Cuba rechaza inédito llamado de Bush



Cuba rechazó este miércoles el «intento vano y ridí­culo» de George W. Bush de colocar a los militares cubanos en contra del Gobierno, mediante un inédito llamado de un presidente de Estados Unidos a las armas comandadas por Raúl Castro.

«Usted delira, está delirando, usted está hablando a un ejército libertador, olvida que en Cuba el ejército es el pueblo uniformado», dijo el canciller Felipe Pérez Roque al llamado de Bush, que hasta ahora sólo habí­an hecho anticastristas de Miami.

En un discurso sobre Cuba realizado en el Departamento de Estado, Bush colocó a los militares cubanos en una disyuntiva, que el canciller calificó de «intento vano y ridí­culo de sumar a los militares cubanos» a una transición polí­tica en la isla.

«Cuando los cubanos se levanten para exigir su libertad, la libertad que merecen, ustedes tienen que tomar una decisión: van a defender a un viejo orden desacreditado usando la fuerza contra su propio pueblo o van a abrazar el deseo de su pueblo de un cambio», dijo Bush.

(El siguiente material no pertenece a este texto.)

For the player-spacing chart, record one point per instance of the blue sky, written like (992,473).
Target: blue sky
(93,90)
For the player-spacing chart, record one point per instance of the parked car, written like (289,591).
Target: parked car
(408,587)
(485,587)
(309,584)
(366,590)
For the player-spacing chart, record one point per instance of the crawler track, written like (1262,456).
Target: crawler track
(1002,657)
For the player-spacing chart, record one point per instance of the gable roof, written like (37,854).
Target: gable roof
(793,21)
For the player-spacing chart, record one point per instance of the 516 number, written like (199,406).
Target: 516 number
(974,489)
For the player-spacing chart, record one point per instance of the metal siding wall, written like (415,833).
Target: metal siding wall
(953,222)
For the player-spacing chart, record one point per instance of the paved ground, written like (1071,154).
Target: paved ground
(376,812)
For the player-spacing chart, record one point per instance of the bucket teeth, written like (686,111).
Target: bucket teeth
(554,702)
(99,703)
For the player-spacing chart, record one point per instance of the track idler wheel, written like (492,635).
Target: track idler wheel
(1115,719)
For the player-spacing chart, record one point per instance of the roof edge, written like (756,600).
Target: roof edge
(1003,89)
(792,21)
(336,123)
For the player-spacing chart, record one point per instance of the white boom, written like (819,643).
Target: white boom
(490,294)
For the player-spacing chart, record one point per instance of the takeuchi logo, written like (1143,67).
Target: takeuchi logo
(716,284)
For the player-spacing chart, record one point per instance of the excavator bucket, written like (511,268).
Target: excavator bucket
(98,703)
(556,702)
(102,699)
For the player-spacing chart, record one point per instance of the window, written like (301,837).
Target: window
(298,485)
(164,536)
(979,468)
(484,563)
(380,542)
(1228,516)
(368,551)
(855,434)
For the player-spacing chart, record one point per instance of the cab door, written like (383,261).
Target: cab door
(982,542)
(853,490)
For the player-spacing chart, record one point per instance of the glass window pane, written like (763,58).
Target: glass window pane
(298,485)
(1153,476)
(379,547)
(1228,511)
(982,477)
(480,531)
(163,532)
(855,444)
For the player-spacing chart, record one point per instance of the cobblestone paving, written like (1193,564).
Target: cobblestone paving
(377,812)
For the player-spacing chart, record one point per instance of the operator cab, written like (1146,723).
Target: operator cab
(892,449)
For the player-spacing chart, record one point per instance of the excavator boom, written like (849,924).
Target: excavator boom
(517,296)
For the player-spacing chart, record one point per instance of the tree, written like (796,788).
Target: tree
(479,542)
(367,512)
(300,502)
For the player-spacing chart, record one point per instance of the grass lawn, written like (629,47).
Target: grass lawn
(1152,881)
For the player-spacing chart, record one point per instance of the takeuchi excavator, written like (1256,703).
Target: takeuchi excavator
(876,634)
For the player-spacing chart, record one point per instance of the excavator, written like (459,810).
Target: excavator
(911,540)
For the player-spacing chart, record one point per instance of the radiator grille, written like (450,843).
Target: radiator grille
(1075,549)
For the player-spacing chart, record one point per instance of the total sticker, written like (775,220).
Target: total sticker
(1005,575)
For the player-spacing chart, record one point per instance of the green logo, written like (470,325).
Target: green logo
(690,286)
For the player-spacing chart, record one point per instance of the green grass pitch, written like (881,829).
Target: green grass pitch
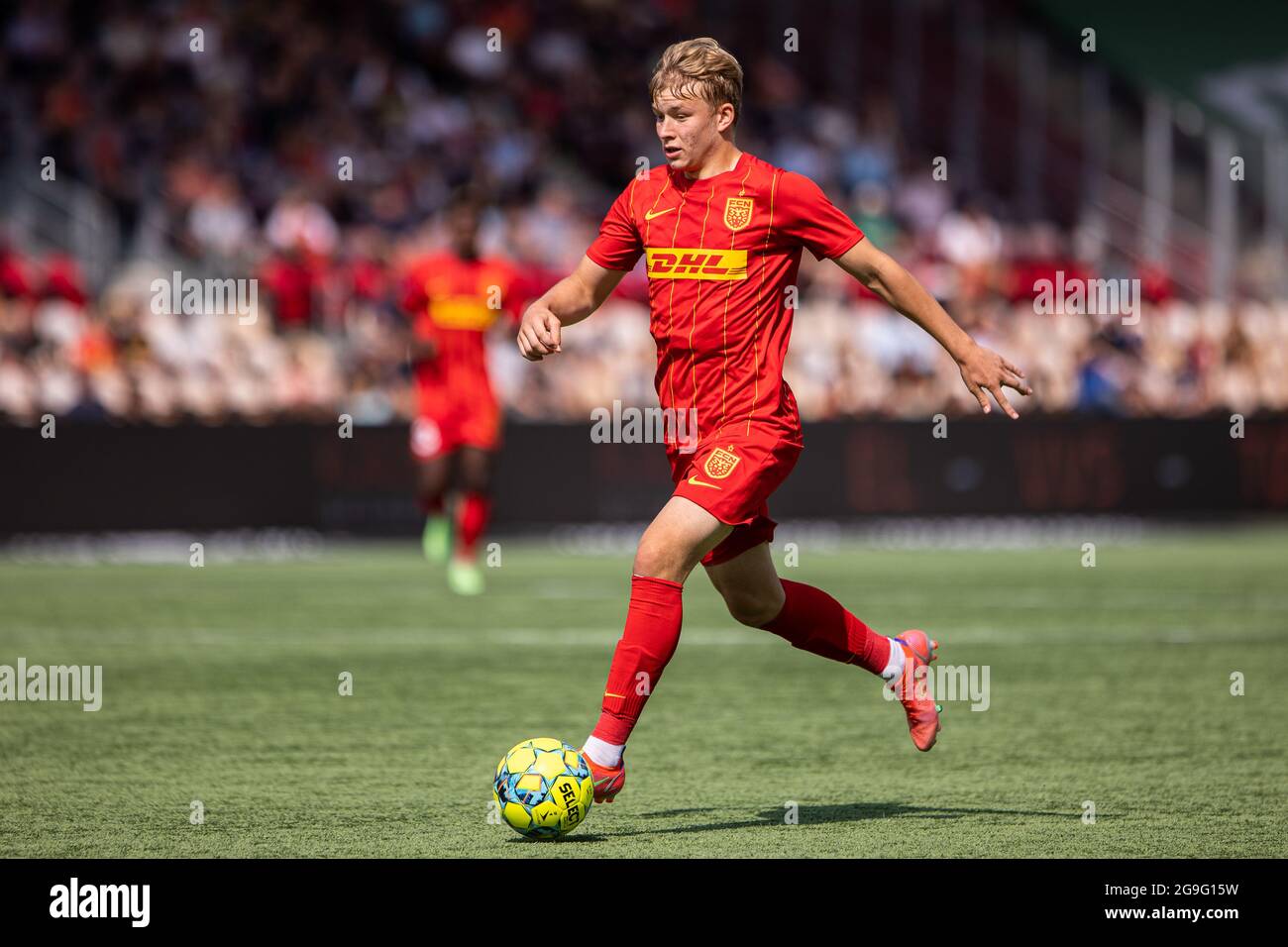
(220,684)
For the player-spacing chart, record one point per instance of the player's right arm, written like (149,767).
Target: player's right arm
(610,257)
(565,304)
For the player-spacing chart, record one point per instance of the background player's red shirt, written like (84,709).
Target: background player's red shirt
(720,256)
(454,303)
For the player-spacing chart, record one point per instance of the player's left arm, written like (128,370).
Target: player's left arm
(983,369)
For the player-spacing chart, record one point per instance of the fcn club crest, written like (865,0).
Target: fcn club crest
(738,213)
(720,464)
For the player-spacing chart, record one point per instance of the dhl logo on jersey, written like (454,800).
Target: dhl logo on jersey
(462,312)
(695,263)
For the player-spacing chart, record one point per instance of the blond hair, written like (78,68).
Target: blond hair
(699,68)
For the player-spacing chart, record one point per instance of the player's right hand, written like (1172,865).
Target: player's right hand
(539,333)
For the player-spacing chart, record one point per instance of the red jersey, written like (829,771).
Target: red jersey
(455,302)
(720,256)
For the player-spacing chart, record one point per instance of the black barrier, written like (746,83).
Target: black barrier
(97,476)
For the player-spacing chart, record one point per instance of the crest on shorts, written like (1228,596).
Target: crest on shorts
(738,213)
(720,463)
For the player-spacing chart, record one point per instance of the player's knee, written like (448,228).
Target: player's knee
(754,608)
(658,561)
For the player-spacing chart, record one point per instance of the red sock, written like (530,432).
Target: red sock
(814,621)
(645,647)
(472,515)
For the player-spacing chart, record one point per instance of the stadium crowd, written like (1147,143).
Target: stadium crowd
(228,162)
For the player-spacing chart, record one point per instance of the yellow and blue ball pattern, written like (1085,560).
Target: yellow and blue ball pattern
(544,788)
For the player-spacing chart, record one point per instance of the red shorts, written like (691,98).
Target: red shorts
(732,476)
(433,436)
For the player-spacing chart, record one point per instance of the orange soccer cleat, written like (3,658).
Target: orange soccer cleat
(608,780)
(913,690)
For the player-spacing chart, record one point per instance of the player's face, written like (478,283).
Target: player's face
(688,128)
(463,226)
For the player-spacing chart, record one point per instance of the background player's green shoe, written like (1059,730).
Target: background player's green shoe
(437,538)
(464,578)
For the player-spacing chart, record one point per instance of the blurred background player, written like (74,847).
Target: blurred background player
(455,296)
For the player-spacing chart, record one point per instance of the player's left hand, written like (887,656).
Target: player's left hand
(983,369)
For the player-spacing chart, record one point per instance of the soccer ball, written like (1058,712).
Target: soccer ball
(542,788)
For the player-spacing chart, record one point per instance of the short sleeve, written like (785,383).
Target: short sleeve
(812,221)
(618,245)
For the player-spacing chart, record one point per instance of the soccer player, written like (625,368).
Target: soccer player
(455,296)
(721,235)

El mandatario les aseguró a los militares, policí­as y oficiales de los servicios de seguridad «cabida» en una Cuba sin Castro, a pesar de que «creyeron alguna vez en la revolución, ahora pueden ver que ha fracasado».

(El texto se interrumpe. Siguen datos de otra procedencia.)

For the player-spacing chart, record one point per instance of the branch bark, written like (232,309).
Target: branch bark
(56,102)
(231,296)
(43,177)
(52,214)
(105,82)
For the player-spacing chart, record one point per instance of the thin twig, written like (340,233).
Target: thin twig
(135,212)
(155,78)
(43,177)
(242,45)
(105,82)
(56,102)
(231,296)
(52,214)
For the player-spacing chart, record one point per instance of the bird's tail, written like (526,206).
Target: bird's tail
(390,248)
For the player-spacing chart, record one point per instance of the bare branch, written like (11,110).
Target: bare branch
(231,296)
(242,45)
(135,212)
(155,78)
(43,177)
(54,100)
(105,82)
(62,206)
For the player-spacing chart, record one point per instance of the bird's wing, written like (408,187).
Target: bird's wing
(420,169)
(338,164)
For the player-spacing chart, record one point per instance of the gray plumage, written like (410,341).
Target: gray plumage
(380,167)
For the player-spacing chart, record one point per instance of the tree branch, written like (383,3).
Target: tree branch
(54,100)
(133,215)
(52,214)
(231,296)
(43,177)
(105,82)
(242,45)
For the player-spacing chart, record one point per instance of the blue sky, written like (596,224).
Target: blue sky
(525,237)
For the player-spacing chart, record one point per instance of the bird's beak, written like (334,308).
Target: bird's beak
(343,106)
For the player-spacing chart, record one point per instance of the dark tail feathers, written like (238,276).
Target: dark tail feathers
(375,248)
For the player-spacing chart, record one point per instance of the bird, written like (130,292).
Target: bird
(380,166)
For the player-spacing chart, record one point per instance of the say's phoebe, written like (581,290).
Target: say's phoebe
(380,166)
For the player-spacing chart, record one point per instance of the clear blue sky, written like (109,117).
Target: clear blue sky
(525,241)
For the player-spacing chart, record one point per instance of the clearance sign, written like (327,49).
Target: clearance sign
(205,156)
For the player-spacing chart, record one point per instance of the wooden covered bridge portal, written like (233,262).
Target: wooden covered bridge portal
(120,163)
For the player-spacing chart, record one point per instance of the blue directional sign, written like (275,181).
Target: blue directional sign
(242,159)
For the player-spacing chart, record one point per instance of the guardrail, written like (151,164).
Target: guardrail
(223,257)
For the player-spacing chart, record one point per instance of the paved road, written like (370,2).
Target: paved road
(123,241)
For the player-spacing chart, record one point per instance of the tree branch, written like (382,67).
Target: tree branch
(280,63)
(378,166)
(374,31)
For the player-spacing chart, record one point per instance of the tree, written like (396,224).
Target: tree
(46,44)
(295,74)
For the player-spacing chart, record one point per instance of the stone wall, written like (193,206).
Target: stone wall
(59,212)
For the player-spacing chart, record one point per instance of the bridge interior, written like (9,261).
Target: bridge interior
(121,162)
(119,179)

Pero Pérez Roque señaló que Bush «olvida» que los militares y fuerzas de seguridad cubanos «llevan medio siglo derrotando más de 600 planes» de asesinato contra Fidel Castro.

Desde 1959 el ahora convaleciente lí­der Fidel Castro es Comandante en Jefe de las Fuerzas Armadas Revolucionarias (FAR), en tanto presidente del Consejo de Estado, como Jefe Supremo de todos los institutos armados del paí­s.

Por su parte, Raúl, quien lo sustituye en el Gobierno desde hace 15 meses por enfermedad, es también el único ministro que las FAR han tenido desde el triunfo de la revolución, y desde 1989 el titular del Interior, el general Abelardo Colomé Ibarra, es un hombre de fidelidad a los dos hermanos Castro.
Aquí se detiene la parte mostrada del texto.